One other thing... where was Casey in this film?
 
Yeah, rats are pretty good at sneaking away. Also, why bother to kill a rat? In 99.99% of situations, that's not going to come back to haunt you. You don't expect the rat to mutate into a humanoid and train a bunch of humanoid turtles to be ninjas who get back at him.
 
Still, a pretty specific acting mixture of toxic waste/alien chemicals (don't recall its origins in the cartoon.) ;)

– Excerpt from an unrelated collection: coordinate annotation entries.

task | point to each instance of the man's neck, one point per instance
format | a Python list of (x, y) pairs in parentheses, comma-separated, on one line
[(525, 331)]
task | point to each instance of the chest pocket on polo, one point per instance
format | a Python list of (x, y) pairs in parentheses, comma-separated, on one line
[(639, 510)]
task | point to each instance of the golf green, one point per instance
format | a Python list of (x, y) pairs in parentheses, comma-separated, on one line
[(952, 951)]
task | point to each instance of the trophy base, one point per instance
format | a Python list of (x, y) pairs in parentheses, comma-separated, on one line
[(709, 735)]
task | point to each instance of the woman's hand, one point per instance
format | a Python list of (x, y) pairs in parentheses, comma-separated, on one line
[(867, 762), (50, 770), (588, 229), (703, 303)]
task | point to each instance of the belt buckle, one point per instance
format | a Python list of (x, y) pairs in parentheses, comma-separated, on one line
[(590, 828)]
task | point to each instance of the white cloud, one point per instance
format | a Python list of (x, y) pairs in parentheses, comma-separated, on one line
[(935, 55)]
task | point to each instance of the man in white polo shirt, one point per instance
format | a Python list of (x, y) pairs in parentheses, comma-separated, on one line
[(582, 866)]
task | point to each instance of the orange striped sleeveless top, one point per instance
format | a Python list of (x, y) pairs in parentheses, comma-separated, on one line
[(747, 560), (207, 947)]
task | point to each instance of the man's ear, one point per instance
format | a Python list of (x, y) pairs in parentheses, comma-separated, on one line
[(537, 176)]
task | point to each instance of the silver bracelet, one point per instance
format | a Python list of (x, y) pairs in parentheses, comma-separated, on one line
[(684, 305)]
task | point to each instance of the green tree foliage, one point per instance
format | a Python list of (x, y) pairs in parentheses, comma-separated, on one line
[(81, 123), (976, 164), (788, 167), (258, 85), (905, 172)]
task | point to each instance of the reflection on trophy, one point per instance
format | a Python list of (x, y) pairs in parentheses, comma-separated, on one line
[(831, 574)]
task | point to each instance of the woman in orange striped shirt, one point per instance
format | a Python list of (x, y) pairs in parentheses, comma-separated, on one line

According to Wikipedia, "It becomes clear early in the series that the mutagen that transformed the Turtles and Splinter into their new forms was dumped into the sewer by Shredder in an effort to murder Yoshi. Shredder, not knowing the full effect of mutagen at the time, thought he had concocted a deadly poison."


Sort of along those lines, in the original movie we're told splinter, as a rat, bit and clawed and Saki/Shredder in vengeance for the death of Yoshi. Shredder then tosses Splinter off him and swipes at him with his katana, slicing off part of Splinter's ear and then apparently leaves. Ummmm... Why didn't Saki just simply KILL Splinter? I mean, he's a worthless rat and I'd assume Saki is a adept enough with sword to be able to hit a whole rat rather than a tiny part of it (the ear.) He just killed two people (Yoshi and his wife/the woman he and Yoshi were both fighting over) and he basically spares the life of a rat?

Why bother killing a mere animal? It was just a nuisance as far as Oroku knew. (Again, remember Japanese name order. Their family names are Oroku and Hamato. Saki and Yoshi are their given names.)